PLoS has published a cross-journal special collection on Genomics of Emerging Infectious Diseases last week. Perhaps unsurprisingly, I had a look at the article about limitations of and challenges for the computational resources by Berglund, Nystedt, and Andersson . It reads quite like the one about computational problems for metagenomics I wrote about earlier (here and here), but they have a somewhat curious request in the closing section of the paper.

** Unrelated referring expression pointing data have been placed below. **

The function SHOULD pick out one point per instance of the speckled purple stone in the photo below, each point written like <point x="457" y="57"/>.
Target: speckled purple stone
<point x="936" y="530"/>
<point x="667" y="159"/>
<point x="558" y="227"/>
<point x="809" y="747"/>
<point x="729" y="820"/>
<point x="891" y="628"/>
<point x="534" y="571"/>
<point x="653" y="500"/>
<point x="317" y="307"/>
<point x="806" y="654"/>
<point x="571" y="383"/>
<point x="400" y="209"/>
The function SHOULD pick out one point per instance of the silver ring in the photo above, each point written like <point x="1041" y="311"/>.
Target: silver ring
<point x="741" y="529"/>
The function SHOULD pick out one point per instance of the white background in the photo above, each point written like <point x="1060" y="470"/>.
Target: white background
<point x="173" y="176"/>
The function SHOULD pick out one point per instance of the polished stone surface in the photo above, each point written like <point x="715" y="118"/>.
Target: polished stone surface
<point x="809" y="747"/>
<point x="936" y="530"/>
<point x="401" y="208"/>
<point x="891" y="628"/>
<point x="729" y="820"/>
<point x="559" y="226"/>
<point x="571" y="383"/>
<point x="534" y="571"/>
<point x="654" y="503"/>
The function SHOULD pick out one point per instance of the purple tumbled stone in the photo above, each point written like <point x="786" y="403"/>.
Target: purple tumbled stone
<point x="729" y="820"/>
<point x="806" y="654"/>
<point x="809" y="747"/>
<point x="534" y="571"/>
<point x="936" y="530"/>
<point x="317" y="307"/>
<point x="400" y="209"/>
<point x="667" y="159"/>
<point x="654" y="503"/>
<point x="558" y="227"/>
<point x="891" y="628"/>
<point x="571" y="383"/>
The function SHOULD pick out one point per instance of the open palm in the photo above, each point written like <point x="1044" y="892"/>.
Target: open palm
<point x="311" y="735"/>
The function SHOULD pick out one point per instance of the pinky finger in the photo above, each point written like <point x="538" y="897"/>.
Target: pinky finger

Concerning the overall contents of the paper and its similarity with the computational aspects of metagenomics, the computational aspects of complete genome assembly is still not quite sorted out fully, and in particular the need “for better ways to integrate data from diverse sources, including shotgun sequencing, paired-end sequencing, [and more]…” and a quality scoring standard. The other major one is the recurring topic is the hard work of annotation to give meaning to the data. Then there are the requests for better, and 3D, visualizations of the data and the cross-granular analysis of data along the omics trail and at different scales.
Limitations and challenges that are more specific to this subject domain are the classification and risk assessments for the emergence of novel infectious strains and risk prediction software for disease outbreaks. In addition, they put a higher importance put on the request for supporting tools to figure out the evolutionary aspects of the sequences and how the pieces of DNA have recombined, including how and from where they have horizontally transferred.
In the closing section, the authors reiterate that
To achieve these goals, investments in user-friendly software and improved visualization tools, along with excellent expertise in computational biology, will be of utmost importance.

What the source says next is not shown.